JOEHOOGI.COM - Pada sekisar tahun 1994 dan 1995 ketika Indonesia masih di bawah rezim otoriter Suharto, saya yang waktu itu masih sebagai mahasiswa selalu intens mengikuti perjalanan politik Permadi,SH sebagai oposan yang selalu intens mengkritisi kebijakan rezim Orde Baru. Pada waktu itu masyarakat luas mengenal Permadi sebagai sosok public figure yang bergerak di bidang paranormal politik.
Tidak heran jika salah seorang reporter Radio UNISI FM Jogjakarta bernama Ahmad Thoha pernah mengadirkan Permadi sebagai bintang tamu narasumber untuk wawancara di seputar topik ramalan politiknya pada Suksesi Pemilu 1997.
Saya sendiri mengetahui wawancara tersebut ketika saya meminjam kaset wawancara tersebut kepada kawan saya, yang kemudian kaset rekaman tersebut saya rekam kembali untuk saya miliki sendiri dengan dalih untuk kebutuhan koleksi dan konsumsi pribadi.
Dalam wawancara tersebut Permadi menyebutkan secara detail dan vulgar dengan berbagai argumen dan analisa ramalan politiknya bahwa bilamana nanti Suharto tetap melanjutkan kontrak politiknya sebagai Presiden, maka dengan mempertimbangkan kondisi real politik global betapa semakin banyak rakyat di seluruh dunia telah melakukan revolusi perubahan dari sistem otoriter ke arah sistem demokrasi, maka kemungkinan juga akan terjadi perubahan yang sama untuk Indonesia ke depan berupa revolusi perlawanan rakyat semesta, yang oleh Permadi disebut sebagai zaman menuju goro-goro sesuai apa yang telah diramalkan oleh Joyoboyo.
Di awal tahun 1995 ternyata tidak sedikit masyarakat juga memiliki kaset rekaman wawancara kontroversial tersebut.
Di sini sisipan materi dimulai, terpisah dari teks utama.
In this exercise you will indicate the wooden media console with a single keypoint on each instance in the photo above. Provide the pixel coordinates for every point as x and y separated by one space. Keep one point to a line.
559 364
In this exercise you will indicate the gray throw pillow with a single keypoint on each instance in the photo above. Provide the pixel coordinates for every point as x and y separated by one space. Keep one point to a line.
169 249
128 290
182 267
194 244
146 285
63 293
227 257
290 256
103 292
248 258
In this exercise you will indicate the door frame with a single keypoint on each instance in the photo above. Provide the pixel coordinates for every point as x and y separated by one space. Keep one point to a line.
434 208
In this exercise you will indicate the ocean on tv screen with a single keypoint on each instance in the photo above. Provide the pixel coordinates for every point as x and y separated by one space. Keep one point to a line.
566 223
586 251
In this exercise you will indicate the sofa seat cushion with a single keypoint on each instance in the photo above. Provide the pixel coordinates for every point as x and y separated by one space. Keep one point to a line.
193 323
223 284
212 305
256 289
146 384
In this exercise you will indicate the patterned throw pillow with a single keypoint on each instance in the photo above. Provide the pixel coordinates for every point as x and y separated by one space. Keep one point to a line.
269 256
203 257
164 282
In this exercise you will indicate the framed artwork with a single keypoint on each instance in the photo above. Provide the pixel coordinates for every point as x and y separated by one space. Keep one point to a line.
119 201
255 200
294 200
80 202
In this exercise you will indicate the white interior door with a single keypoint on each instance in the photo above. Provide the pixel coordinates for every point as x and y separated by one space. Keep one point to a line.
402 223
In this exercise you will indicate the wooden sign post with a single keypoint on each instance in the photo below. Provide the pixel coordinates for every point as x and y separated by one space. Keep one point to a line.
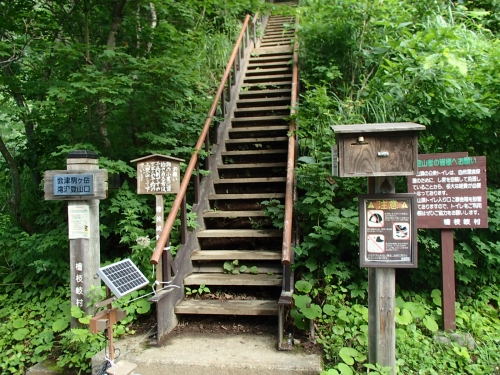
387 220
451 194
82 184
159 175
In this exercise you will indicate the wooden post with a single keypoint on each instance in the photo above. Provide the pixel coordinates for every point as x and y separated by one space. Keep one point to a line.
84 252
382 298
448 276
159 220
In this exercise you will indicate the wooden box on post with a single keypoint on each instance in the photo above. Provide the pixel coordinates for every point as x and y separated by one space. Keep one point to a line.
158 174
370 150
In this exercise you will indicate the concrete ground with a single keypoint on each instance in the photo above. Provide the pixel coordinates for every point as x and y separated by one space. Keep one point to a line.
213 354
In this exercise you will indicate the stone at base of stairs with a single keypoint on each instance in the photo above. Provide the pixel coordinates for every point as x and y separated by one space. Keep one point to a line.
214 354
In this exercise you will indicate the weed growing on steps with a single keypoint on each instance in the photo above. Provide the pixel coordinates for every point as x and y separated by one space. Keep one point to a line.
234 268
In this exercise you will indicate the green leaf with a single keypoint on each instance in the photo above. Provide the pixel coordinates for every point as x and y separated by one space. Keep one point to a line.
20 334
76 312
60 325
344 369
19 323
143 306
347 354
303 286
430 324
329 310
403 317
436 297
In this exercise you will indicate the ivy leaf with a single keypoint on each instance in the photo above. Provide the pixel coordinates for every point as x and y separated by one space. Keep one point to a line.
329 310
20 334
347 354
143 306
19 323
430 324
436 297
404 317
344 369
76 312
60 325
303 286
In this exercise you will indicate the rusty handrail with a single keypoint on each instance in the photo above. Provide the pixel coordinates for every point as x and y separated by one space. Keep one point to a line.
169 223
286 254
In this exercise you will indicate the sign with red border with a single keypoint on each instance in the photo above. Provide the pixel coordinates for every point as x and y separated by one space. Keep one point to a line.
388 237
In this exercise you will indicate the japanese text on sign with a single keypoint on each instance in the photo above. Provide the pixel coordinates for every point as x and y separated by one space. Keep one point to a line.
158 177
74 184
451 191
387 230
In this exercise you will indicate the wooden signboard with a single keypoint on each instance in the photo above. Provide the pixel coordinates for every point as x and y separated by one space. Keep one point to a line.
388 236
158 174
451 191
369 150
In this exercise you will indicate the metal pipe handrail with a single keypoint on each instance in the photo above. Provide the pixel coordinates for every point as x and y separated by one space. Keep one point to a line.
169 223
286 255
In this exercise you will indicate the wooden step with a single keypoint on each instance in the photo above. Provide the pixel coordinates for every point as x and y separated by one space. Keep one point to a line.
249 180
269 78
229 279
261 102
272 50
268 70
256 140
257 118
263 93
251 165
258 59
233 214
253 152
217 267
246 196
233 233
261 85
228 307
265 65
261 130
235 254
262 109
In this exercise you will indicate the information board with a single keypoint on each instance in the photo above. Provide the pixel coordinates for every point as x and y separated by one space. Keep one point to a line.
388 231
73 184
158 177
451 191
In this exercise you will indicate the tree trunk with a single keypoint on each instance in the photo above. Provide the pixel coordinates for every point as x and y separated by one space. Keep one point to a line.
117 19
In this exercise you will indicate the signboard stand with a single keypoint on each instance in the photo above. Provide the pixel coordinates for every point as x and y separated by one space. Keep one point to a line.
82 184
159 175
451 193
382 298
448 276
387 225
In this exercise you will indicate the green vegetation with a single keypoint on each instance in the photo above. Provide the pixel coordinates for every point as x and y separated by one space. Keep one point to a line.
128 78
429 62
Ternyata kaset rekaman tersebut telah tersebar dari tangan ke tangan yang meminjamnya hingga sampai tersebar ke mana-mana.
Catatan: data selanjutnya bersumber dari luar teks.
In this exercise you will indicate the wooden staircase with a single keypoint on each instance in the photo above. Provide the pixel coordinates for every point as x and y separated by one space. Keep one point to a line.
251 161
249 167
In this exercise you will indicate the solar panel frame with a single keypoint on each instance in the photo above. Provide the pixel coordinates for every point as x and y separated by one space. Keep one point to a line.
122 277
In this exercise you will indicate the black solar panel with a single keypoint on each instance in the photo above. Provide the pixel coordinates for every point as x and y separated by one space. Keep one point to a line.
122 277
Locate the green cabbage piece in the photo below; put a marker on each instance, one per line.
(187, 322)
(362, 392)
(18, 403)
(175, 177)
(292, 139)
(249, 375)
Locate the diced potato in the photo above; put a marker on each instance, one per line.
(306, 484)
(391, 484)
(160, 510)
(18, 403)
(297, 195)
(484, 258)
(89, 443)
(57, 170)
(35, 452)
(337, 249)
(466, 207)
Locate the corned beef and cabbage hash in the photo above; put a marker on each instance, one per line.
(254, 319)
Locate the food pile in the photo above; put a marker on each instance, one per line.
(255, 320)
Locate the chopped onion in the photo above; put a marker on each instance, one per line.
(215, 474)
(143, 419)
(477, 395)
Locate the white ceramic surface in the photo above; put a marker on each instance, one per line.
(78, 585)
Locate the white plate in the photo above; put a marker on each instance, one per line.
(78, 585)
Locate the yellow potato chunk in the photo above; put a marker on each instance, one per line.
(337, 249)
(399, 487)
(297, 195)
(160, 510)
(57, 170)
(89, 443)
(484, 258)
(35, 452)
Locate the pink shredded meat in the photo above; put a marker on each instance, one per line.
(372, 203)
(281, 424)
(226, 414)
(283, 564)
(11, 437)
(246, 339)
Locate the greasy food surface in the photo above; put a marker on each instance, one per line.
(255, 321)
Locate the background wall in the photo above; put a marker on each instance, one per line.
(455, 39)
Tidak terkecuali kaset rekaman tersebut sampai ke tangan pihak Pemerintah. Sehingga pemerintah melalui Kejaksaan Agung mengeluarkan SK No. Kep.014/J.A/ 3/1994 yang isinya melarang peredaran kaset rekaman tersebut di wilayah Indonesia.
Selanjutnya pada tahun yang sama akibat terlanjur kaset rekaman berisi wawancara antara Ahmad Thoha dan Permadi yang sudah tersebar luas ke tengah masyarakat telah membuat rezim Orde Baru melalui penyidik Polda Jogjakarta menangkap dan menetapkan Permadi sebagai tersangka.
Maklum ketika Indonesia di bawah rezim otoriter Orde Baru, kritik kepada pemerintah telah dianggap kejahatan politik negara karena dapat mengancam terganggunya stabilitas ekonomi, politik dan keamanan negara. Kalau saja misalnya apa yang diperbuat oleh Permadi diterapkan untuk konteks Indonesia di masa reformasi sekarang tentunya perbuatannya dijamin oleh undang-undang.
Permadi kemudian diadili di Pengadilan Negeri Jogjakarta dengan dakwaan menabur permusuhan dan kebencian kepada Pemerintah Indonesia di muka umum (haatzaai artikelen) yang melanggar Pasal 154 dan 155 KUHP.
Dalam Pasal 154 KUHP disebutkan,"Barangsiapa di muka umum menyatakan perasaan permusuhan, kebencian atau merendahkan terhadap Pemerintah Indonesia diancam dengan pidana penjara paling lama tujuh tahun atau pidana denda paling banyak empat ribu lima ratus rupiah."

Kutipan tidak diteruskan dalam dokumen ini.